Il passo è sostenuto per noi, lento forse per chi, più giovane, ci passa vicino e ci sorpassa.
Al Lago Nero vado quasi ogni anno dal 1960 (o era il ’61?). Una visita di affetto, di memorie, di bellezza per quel luogo incantato, fermo nel tempo, con il suo lago, i suoi tritoni, il suo rifugio che tante volte mi è stato rifugio alla stanchezza, al freddo, alla notte, ai canti con gli amici.
Dal sentiero in alto guardo il Lago. È sempre più piccolo per le piante infestanti, ma ancora bello nella magia di quella piccola valle, e poi guardo il rifugio, il suo tetto nuovo, le pareti che hanno sostituito il colonnato dell’ovile.
È aperto il rifugio. I due anni precedenti ci siamo arrivati e poi ripartiti, con gli amici, in piena nebbia. Quest’anno entro subito nel “sempreaperto” che fino all’anno scorso era un “semprechiuso”. Rimango di stucco: una piccola stanza pulita, attrezzata con due letti a castello (!) e un tavolo smontabile per cedere spazio.

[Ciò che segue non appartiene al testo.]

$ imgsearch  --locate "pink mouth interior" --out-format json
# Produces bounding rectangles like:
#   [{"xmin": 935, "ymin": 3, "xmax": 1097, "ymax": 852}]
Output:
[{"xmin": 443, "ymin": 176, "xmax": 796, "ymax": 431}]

La sorpresa è quanto mai piacevole. Entriamo nel rifugio, io un po’ arretrata mi siedo in disparte, e mi sorprendono le novità dall’anno scorso. Lo spazio è stato razionalizzato benissimo. Sembra triplicato dal tempo dei miei lontani ricordi. C’è una grande pulizia, alle pareti e dove è possibile quadri, stemmi, gagliardetti, che raccontano storie, e poi preghiere al vento e altri segni di amore per il buddismo.
Mi piace, mi concilia con l’ambiente, dà subito un segnale di pace e di serenità. Mi si avvicina un ragazzo sorridente che subito mi chiede se desidero un caffè o qualcosa da bere o da mangiare. Ringrazio e declino. Ammiro la sua gentilezza e il sorriso. Dopo poco facciamo amicizia. Ci raccontiamo cose, mi presenta il resto del rifugio: la camerata, i gabinetti. Sono davvero, davvero meravigliata, in maniera positiva, e penso al lungo lavoro che è occorso per fare tutto questo e per tenerlo così accogliente ed efficiente.

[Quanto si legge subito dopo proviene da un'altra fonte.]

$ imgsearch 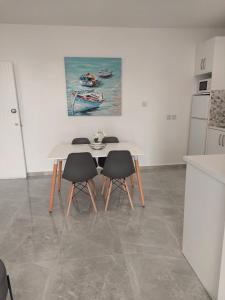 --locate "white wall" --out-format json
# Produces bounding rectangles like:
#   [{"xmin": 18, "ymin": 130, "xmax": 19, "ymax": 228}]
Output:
[{"xmin": 0, "ymin": 25, "xmax": 225, "ymax": 172}]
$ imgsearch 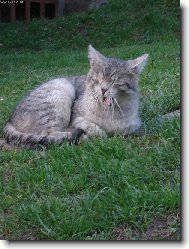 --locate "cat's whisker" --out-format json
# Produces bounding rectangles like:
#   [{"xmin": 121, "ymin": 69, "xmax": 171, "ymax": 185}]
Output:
[
  {"xmin": 114, "ymin": 97, "xmax": 124, "ymax": 116},
  {"xmin": 110, "ymin": 97, "xmax": 114, "ymax": 121}
]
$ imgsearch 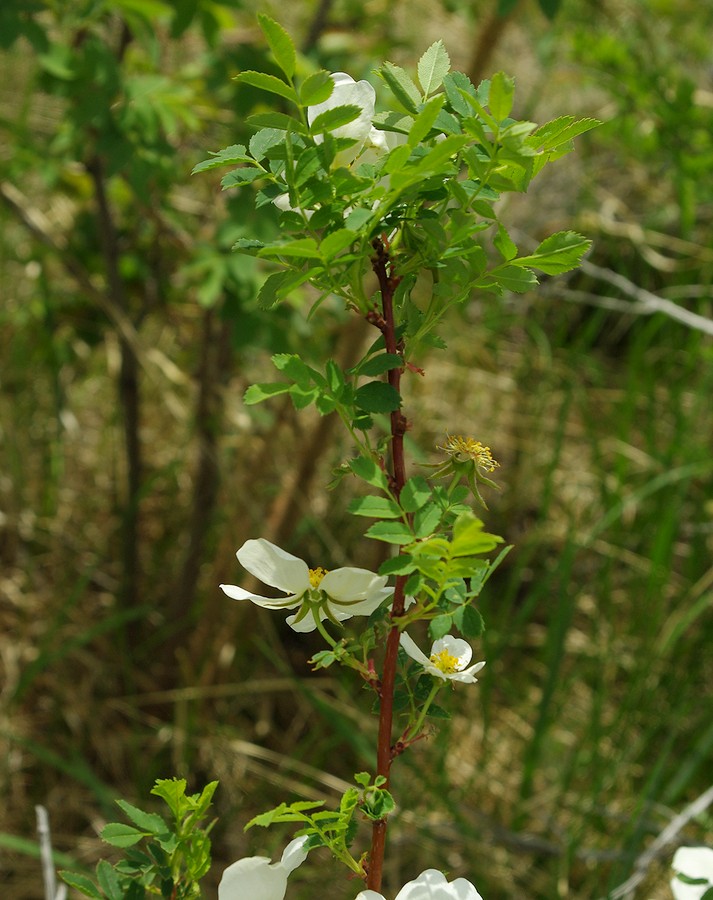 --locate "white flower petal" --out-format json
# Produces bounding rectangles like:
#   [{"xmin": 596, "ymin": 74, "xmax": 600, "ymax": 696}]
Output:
[
  {"xmin": 431, "ymin": 634, "xmax": 473, "ymax": 670},
  {"xmin": 236, "ymin": 538, "xmax": 309, "ymax": 596},
  {"xmin": 671, "ymin": 847, "xmax": 713, "ymax": 900},
  {"xmin": 307, "ymin": 72, "xmax": 376, "ymax": 148},
  {"xmin": 319, "ymin": 566, "xmax": 386, "ymax": 603},
  {"xmin": 280, "ymin": 835, "xmax": 309, "ymax": 874},
  {"xmin": 220, "ymin": 584, "xmax": 300, "ymax": 609},
  {"xmin": 218, "ymin": 836, "xmax": 308, "ymax": 900},
  {"xmin": 218, "ymin": 856, "xmax": 287, "ymax": 900},
  {"xmin": 399, "ymin": 631, "xmax": 432, "ymax": 675}
]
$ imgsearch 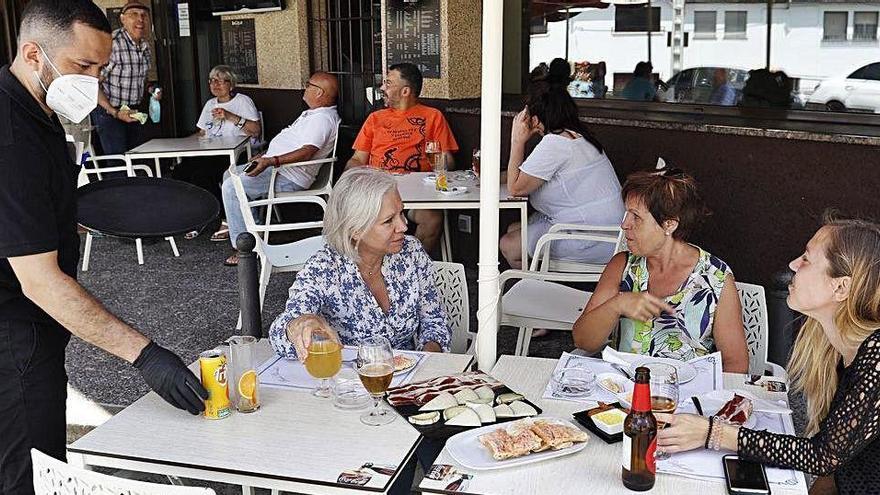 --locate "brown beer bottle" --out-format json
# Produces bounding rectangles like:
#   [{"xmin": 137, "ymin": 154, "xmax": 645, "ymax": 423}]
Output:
[{"xmin": 621, "ymin": 366, "xmax": 657, "ymax": 492}]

Penso ai finanziamenti della Fondazione Cassa di Risparmio che hanno per l’ennesima volta, dato possibilità di crescita e di sviluppo nella bellezza. Penso a tutti i soci Cai che hanno dato il contributo negli anni in presenze e lavoro.
Mi colpisce soprattutto la pulizia. Forse perché è tutto nuovo? Non credo. È pur sempre abitato da un gruppetto di ragazzi volontari che tengono il rifugio aperto, che certo mangiano, dormono sporcano, bevono, cantano. Che passano i loro tre mesi estivi al Rifugio a tagliare pane, salame, formaggio per i passanti, a offrire sciroppo di sambuco e crostate fatte da loro a turisti a volte vocianti e sbracati che entrando lì dentro e abbassano il volume della voce e imparano il silenzio dell’accoglienza.

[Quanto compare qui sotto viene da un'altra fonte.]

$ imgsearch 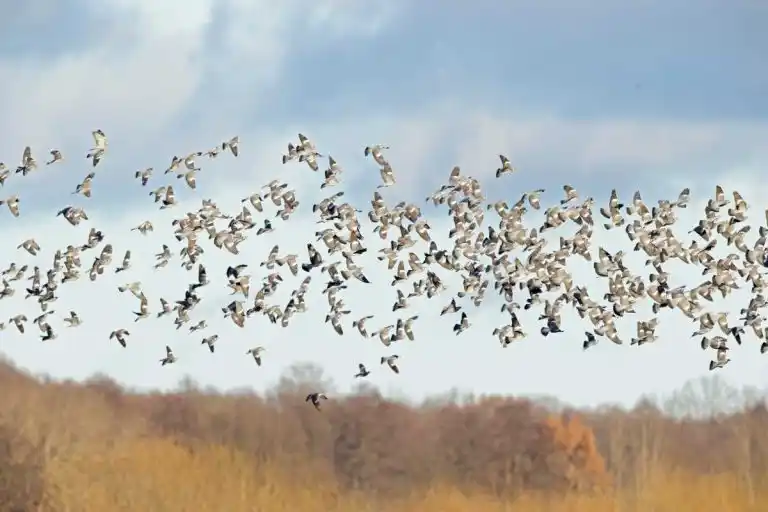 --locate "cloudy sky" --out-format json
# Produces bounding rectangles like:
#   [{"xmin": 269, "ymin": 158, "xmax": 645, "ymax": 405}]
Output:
[{"xmin": 0, "ymin": 0, "xmax": 768, "ymax": 404}]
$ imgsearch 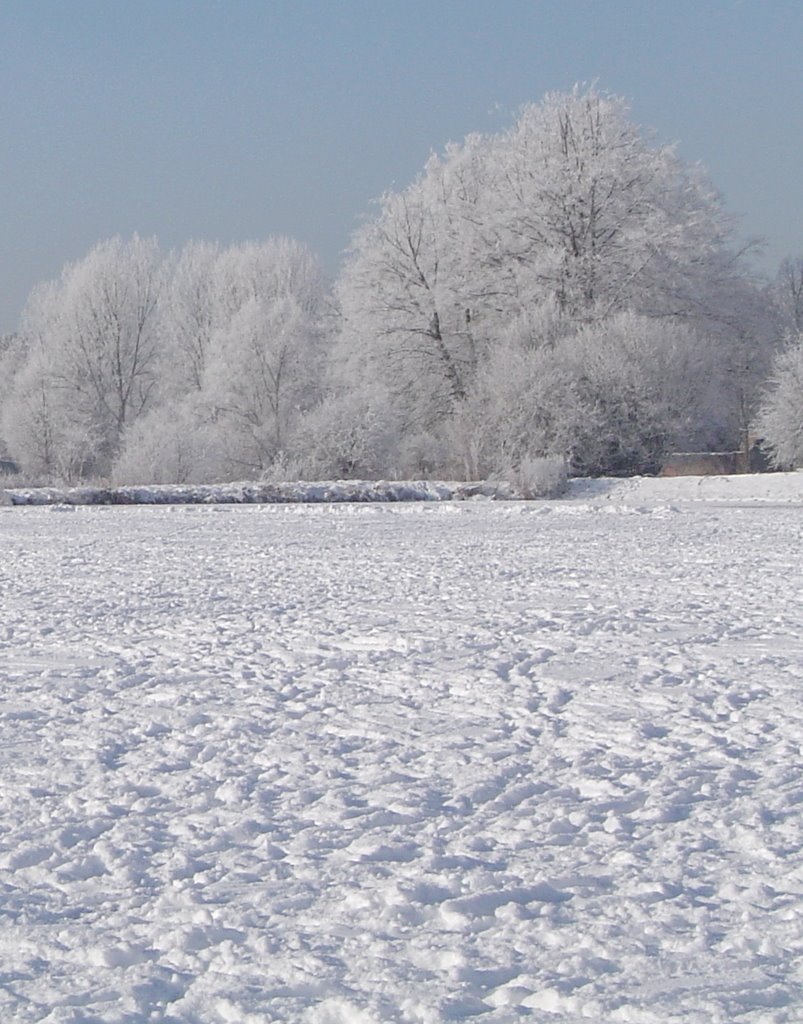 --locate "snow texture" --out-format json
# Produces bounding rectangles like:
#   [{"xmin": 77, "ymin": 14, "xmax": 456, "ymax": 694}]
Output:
[{"xmin": 0, "ymin": 474, "xmax": 803, "ymax": 1024}]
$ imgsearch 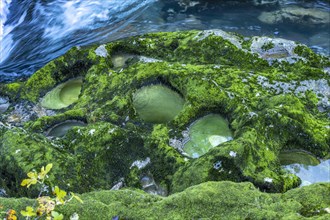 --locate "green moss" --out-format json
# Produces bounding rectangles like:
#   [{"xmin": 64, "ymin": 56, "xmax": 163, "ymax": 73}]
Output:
[
  {"xmin": 25, "ymin": 109, "xmax": 86, "ymax": 133},
  {"xmin": 261, "ymin": 41, "xmax": 275, "ymax": 51},
  {"xmin": 2, "ymin": 31, "xmax": 330, "ymax": 198},
  {"xmin": 0, "ymin": 181, "xmax": 330, "ymax": 220}
]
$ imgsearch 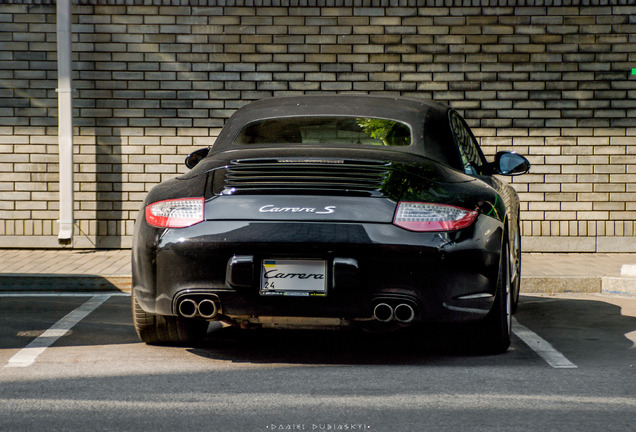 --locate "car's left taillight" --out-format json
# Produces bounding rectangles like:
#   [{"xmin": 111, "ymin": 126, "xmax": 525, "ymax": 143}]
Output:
[
  {"xmin": 146, "ymin": 198, "xmax": 205, "ymax": 228},
  {"xmin": 393, "ymin": 201, "xmax": 478, "ymax": 232}
]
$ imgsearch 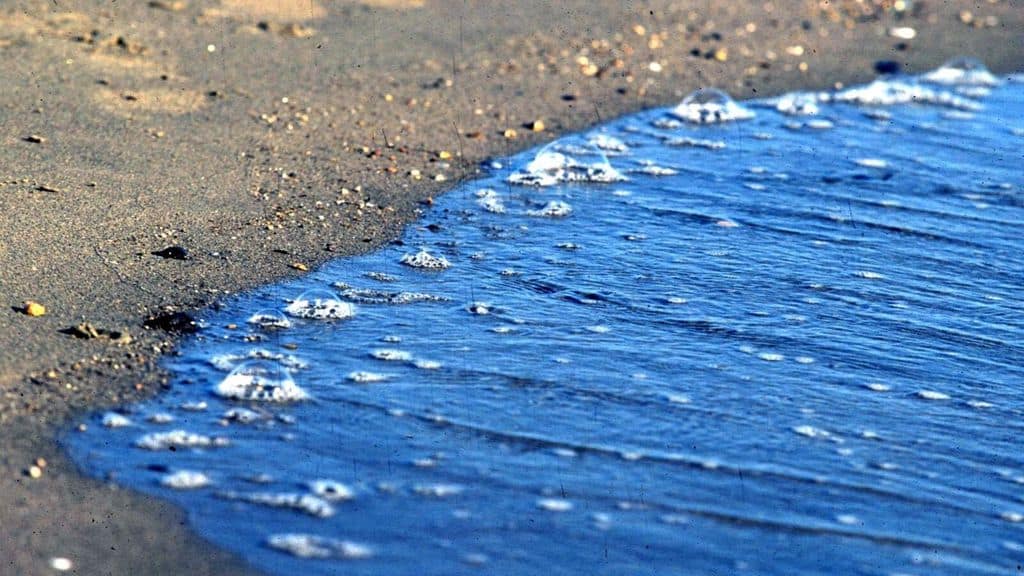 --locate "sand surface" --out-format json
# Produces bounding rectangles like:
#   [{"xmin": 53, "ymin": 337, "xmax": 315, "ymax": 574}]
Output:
[{"xmin": 0, "ymin": 0, "xmax": 1024, "ymax": 574}]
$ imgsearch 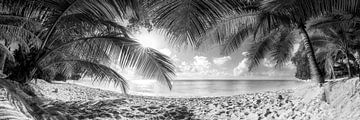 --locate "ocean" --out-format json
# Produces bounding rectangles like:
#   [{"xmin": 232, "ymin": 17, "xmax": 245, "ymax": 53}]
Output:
[{"xmin": 69, "ymin": 79, "xmax": 307, "ymax": 97}]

Grazie a te che eri presente quel giorno e ai tuoi amici che non conosco, per la vostra bella disponibilità.
Grazie per questo Bivacco così efficiente e così spartano allo stesso tempo. Non ho notato niente che fosse un di più per una filosofia dell’essenziale quale è quella che ci insegna la via maestosa e semplice della montagna.
Mi hai detto che ci sono state anche critiche negative, così prima di scrivere me le sono andate a leggere. Mi hanno fatto bene. Ne è nato questo diario di un giorno di un’estate calda in cui ho trovato per l’ennesima volta ristoro nel Bivacco del Lago Nero: un amico, tenuto in vita dall’amore degli amici del Cai di Pistoia.